The deal further discourages state and local governments from measures that are inconsistent with the new U.S. policy toward Iran, though as U.S. Secretary of State John Kerry (D)told a congressional committee last July it doesn’t prevent the states from keeping or imposing their own sanctions.
“But we would urge those states, if Iran is fully complying with this agreement, we will take steps to urge them not to interfere with that,” Kerry told the House Foreign Affairs Committee.
In at least two states, the federal government may get its wish. There had been bills filed in Wisconsin and Tennessee, two states currently without sanction measures in place, seeking to require pension fund divestment. But the Wisconsin bill appears unlikely to pass while the Tennessee measure is being withdrawn.

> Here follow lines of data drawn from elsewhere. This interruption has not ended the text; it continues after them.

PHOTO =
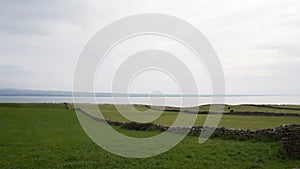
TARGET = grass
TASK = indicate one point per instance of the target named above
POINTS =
(229, 121)
(49, 136)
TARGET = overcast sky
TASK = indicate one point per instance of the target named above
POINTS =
(258, 42)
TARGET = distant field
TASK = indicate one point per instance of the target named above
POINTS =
(49, 136)
(252, 108)
(229, 121)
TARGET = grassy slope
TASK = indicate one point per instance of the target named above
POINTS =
(46, 137)
(230, 121)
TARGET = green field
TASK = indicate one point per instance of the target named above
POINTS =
(229, 121)
(49, 136)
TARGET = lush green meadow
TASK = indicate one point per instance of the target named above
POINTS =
(50, 136)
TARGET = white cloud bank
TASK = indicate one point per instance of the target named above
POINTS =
(258, 42)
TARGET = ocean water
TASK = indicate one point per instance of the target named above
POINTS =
(168, 101)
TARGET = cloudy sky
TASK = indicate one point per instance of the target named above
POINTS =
(258, 42)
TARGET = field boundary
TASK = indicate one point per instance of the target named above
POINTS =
(271, 134)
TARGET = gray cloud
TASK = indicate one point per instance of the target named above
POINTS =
(27, 17)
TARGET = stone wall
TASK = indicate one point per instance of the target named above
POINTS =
(274, 134)
(291, 141)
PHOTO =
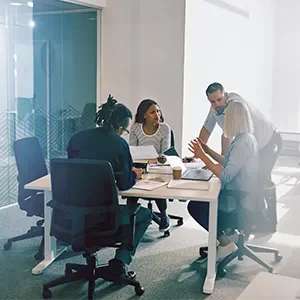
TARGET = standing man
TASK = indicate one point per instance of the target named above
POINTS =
(267, 136)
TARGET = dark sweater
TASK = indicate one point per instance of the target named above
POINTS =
(102, 144)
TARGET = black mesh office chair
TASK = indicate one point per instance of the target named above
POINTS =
(86, 215)
(31, 166)
(246, 220)
(156, 215)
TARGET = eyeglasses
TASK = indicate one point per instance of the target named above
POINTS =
(127, 131)
(227, 103)
(222, 112)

In contrast, at least one state that doesn’t already have such sanctions, Virginia, currently has legislation under consideration that would prohibit the Virginia Retirement System from investing in companies with “current substantial business operations in Iran,” and requiring the system to divest from any current holdings in such companies.
None of the 20-plus states with laws on the books currently has a measure to repeal the prohibitions. Sanctions opponents at the National Foreign Trade Council say it is unlikely any states will vote to repeal them.

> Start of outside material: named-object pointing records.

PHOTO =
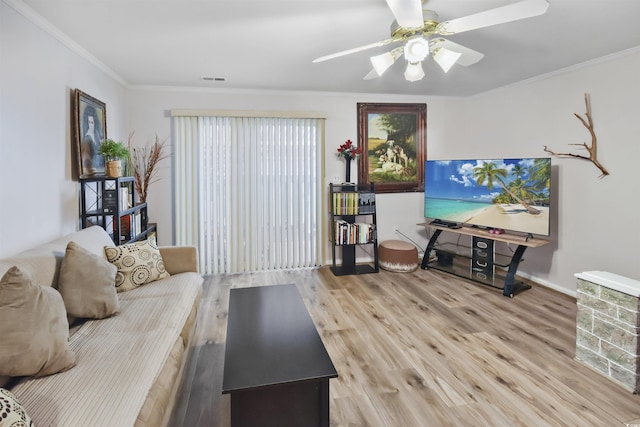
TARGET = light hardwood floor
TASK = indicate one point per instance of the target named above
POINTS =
(424, 349)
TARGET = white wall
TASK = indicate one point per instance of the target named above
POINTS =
(595, 218)
(37, 75)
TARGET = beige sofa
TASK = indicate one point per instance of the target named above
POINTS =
(128, 367)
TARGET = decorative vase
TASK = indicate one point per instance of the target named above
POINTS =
(114, 168)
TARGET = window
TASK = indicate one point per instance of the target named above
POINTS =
(248, 191)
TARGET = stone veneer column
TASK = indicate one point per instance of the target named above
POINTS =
(608, 325)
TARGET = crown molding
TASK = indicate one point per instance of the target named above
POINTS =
(26, 11)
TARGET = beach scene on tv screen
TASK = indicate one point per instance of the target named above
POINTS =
(509, 194)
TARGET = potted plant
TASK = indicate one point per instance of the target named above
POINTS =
(113, 153)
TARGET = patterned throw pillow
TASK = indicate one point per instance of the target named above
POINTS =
(138, 263)
(11, 412)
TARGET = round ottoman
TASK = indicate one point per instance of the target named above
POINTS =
(398, 256)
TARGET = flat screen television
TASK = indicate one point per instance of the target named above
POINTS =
(506, 194)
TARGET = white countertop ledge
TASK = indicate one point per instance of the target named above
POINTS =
(612, 281)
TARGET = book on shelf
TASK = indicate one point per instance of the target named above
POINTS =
(353, 233)
(109, 201)
(125, 229)
(366, 203)
(124, 198)
(352, 203)
(137, 223)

“The politics of this issue run strongly in the opposite direction,” said council vice president J. Dan O’Flaherty.
Resolutions were passed in both the U.S. Senate and House in December expressing support for any states that continue to sanction companies that work in or trade with Iran. And at least one presidential candidate, Sen. Ted Cruz (R-Texas), has encouraged states to keep or impose new sanctions. And just last week, U.S. Rep. Ron DeSantis (R-Florida) introduced the “State Sanctions Against Iranian Terrorism Act,” spelling out that the state laws aren’t pre-empted by the agreement, or “any federal law.”
Much of the support for the state laws is rooted in opposition to the nuclear deal.
“Most state legislatures are Republican and seem to oppose the Iran deal and the president’s move,” noted Matan Shamir, executive director of United Against Nuclear Iran, which was behind model legislation to prohibit state dealings with companies with Iranian ties.
Wisconsin Rep. Dale Kooyenga (R) said Iran backed the terrorists that tried to kill him and other American soldiers when he was serving in Iraq.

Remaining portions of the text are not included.